Instead of China, try the Vancouver area
When Judy Lam Maxwell, the owner of Historical Chinatown Tours, guides her three-hour food and walking tours of Chinatown in Vancouver (100 dollars), she introduces travelers to the private heritage buildings in the district that once served Chinese immigrants, who came in the late 1800s to build Canada’s transcontinental railroad. They housed associations that provided accommodation, banking, social events and protection against discrimination.
“It’s fun to go in and see the elders playing mahjong and the insides of these buildings, which are like museums,” said Ms. Lam Maxwell, who continues the tour with a two-hour lesson in dumpling making, which she describes as central to Chinese culture: “It’s bonding and sharing food.”
A wave of immigration preceded the 1997 handover of Hong Kong from British to Chinese rule; another more recent wave has been linked to China’s booming economy.
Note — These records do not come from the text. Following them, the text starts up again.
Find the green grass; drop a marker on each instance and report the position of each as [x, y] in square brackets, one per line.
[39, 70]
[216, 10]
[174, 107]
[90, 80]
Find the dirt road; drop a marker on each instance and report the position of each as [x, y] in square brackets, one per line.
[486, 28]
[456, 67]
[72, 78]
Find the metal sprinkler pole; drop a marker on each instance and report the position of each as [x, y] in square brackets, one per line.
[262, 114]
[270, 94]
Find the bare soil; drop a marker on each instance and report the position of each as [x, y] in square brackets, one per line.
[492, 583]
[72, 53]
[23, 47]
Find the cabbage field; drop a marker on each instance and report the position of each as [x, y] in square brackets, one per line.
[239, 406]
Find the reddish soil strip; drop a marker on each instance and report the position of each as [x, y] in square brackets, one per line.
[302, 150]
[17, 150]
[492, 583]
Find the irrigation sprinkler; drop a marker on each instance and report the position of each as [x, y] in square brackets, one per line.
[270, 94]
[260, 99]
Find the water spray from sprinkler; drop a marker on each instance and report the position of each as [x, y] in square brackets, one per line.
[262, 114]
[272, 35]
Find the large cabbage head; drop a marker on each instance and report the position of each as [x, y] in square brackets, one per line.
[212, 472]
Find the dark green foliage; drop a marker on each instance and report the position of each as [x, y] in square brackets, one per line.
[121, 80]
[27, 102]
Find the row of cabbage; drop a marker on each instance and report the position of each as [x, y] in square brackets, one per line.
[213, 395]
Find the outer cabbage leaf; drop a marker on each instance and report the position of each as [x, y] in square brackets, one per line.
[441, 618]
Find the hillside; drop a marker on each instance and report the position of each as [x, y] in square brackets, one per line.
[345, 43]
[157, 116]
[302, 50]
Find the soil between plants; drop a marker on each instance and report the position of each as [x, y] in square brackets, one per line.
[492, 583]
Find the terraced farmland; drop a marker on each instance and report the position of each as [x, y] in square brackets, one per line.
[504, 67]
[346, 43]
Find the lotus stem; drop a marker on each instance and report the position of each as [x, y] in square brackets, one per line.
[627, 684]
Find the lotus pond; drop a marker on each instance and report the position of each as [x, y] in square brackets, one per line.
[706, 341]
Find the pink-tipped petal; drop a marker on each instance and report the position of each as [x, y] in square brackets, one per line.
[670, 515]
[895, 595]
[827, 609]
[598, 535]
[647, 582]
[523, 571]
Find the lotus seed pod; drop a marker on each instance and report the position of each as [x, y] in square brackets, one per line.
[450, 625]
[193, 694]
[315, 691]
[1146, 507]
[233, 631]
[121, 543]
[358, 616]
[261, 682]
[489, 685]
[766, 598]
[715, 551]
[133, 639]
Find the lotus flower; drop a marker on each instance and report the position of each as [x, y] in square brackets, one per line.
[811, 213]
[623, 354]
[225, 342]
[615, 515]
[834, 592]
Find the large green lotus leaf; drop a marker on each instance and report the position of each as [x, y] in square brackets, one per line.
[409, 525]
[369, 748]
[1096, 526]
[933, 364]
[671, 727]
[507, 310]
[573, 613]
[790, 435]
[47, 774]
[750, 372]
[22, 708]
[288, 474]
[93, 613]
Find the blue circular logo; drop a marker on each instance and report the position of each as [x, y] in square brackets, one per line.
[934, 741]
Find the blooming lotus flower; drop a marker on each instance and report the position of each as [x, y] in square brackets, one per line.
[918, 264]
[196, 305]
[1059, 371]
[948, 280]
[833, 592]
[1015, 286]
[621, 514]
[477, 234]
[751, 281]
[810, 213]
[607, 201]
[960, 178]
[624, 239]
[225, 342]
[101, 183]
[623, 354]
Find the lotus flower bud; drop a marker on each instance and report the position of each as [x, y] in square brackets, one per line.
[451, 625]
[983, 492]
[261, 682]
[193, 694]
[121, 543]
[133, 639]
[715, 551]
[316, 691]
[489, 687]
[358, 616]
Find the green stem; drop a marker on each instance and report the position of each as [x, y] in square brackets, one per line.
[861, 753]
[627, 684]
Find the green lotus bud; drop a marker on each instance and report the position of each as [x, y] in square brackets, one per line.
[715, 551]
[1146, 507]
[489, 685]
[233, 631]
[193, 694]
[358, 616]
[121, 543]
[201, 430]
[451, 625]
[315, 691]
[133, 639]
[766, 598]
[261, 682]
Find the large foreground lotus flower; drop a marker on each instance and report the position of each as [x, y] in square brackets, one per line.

Many newcomers settled in the suburb of Richmond, which is 54 percent ethnic Chinese, according to a 2016 census, and home to Asian shopping malls, the International Buddhist Temple and, most famously, food, including more than 800 restaurants, a “dumpling trail” of more than 20 restaurants, including Empire Seafood, and a night market reopening July 23.
“In North America, Chinese food is pasteurized in so many ways,” said Alex Chen, who emigrated to the area from Malaysia as a teenager and is the executive chef at Vancouver’s Boulevard Kitchen & Oyster Bar, where the cooking is grounded in French techniques.
Around Vancouver, the Chinese options are regional, he added, or specialize in hot pot dishes, noodles, fried rice and more. Among his Richmond favorites are HK BBQ Master for Peking duck and Chef Tony Seafood Restaurant for innovative dim sum.
“We are so blessed and lucky to have lots of choices at the very highest standards,” he said.
Back around Vancouver’s original Chinatown, stay at Skwachàys Lodge, a boutique hotel devoted to Indigenous art and culture (from 170 dollars), just a few blocks from the Dr. Sun Yat-Sen Classical Chinese Garden.